Now I have two dictionaries with the same keys, I can do a loop over one of them and stores the average values by hour in a list of lists.

In [7]:
avg_by_hour = []
for hour in counts_by_hour:
    comments_hour = comments_by_hour[hour]
    avg_by_hour.append([hour,comments_hour/counts_by_hour[hour]])

print(avg_by_hour)

[['19', 10.8], ['14', 13.233644859813085], ['11', 11.051724137931034], ['01', 11.383333333333333], ['20', 21.525], ['22', 6.746478873239437], ['03', 7.796296296296297], ['05', 10.08695652173913], ['06', 9.022727272727273], ['10', 13.440677966101696], ['21', 16.009174311926607], ['15', 38.5948275862069], ['23', 7.985294117647059], ['16', 16.796296296296298], ['09', 5.5777777777777775], ['13', 14.741176470588234], ['07', 7.852941176470588], ['08', 10.25], ['18', 13.20183486238532], ['02', 23.810344827586206], ['17', 11.46], ['04', 7.170212765957447], ['12', 9.41095890410959], ['00', 8.127272727272727]]


Eventhough we now have a list with the **average comments per hour**, it is not in a easy to read format.

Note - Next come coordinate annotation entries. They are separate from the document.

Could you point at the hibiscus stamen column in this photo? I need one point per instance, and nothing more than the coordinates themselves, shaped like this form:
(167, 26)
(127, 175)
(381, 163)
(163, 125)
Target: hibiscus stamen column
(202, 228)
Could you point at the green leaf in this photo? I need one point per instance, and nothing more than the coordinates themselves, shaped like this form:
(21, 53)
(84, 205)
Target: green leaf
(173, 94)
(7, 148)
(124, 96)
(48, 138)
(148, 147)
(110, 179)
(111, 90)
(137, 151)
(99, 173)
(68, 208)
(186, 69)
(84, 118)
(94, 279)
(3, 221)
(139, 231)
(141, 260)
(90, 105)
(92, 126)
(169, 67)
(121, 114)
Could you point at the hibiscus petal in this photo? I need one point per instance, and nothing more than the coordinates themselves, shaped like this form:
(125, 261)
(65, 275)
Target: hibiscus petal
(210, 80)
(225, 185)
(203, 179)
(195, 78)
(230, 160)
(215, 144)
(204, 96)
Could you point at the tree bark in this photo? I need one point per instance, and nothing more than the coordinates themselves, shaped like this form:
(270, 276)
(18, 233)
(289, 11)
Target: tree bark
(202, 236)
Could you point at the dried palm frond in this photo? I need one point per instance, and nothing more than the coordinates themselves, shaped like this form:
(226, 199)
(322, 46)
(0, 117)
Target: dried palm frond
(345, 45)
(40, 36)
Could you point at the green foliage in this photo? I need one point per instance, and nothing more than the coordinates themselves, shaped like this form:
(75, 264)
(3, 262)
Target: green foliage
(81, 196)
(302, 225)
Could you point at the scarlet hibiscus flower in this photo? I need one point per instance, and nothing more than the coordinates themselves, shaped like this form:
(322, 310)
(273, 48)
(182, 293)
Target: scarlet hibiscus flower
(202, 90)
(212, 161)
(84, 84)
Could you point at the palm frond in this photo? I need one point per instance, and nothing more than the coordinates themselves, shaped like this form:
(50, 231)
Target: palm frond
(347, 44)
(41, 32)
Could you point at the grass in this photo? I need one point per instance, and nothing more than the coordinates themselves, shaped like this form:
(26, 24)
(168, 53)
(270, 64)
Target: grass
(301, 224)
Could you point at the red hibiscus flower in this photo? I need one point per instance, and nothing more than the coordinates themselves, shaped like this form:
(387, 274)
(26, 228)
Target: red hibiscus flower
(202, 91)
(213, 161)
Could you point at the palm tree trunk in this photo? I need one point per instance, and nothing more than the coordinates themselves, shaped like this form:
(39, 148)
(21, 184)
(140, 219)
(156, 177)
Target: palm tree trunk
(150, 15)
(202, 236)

In order to make it visual, the next code will print the top five most commented hours in a text like format. 

In [11]:
# Swapping the entries in avg_by_hour to sort by descending average descending order
swap_avg_by_hour = []
for hour in avg_by_hour:
    swap_avg_by_hour.append([hour[1],hour[0]])
#print(swap_avg_by_hour[0:2])

# Sorting the swap_avg_by_hour list and assigning to sorted_swap variable
sorted_swap = sorted(swap_avg_by_hour,reverse=True)

#Printing the top five hours 
#print(sorted_swap[0:4])

for row in sorted_swap[0:5]:
    avg = row[0]
    hour = row[1]
    unformated_hour = dt.datetime.strptime(hour,"%H")
    formated_hour = dt.datetime.strftime(unformated_hour,"%H:%M")
    print("{time}: {average:.2f} comments per post".format(time=formated_hour,average=avg))
    

    

15:00: 38.59 comments per post
02:00: 23.81 comments per post
20:00: 21.52 comments per post
16:00: 16.80 comments per post
21:00: 16.01 comments per post


Using the average number of comments/perhour.pernumberofposts, which is sort of an hourly comment density in ask posts, we can see that posting between **15:00 and 15:59** gives one more chance to have higher comments in one's post.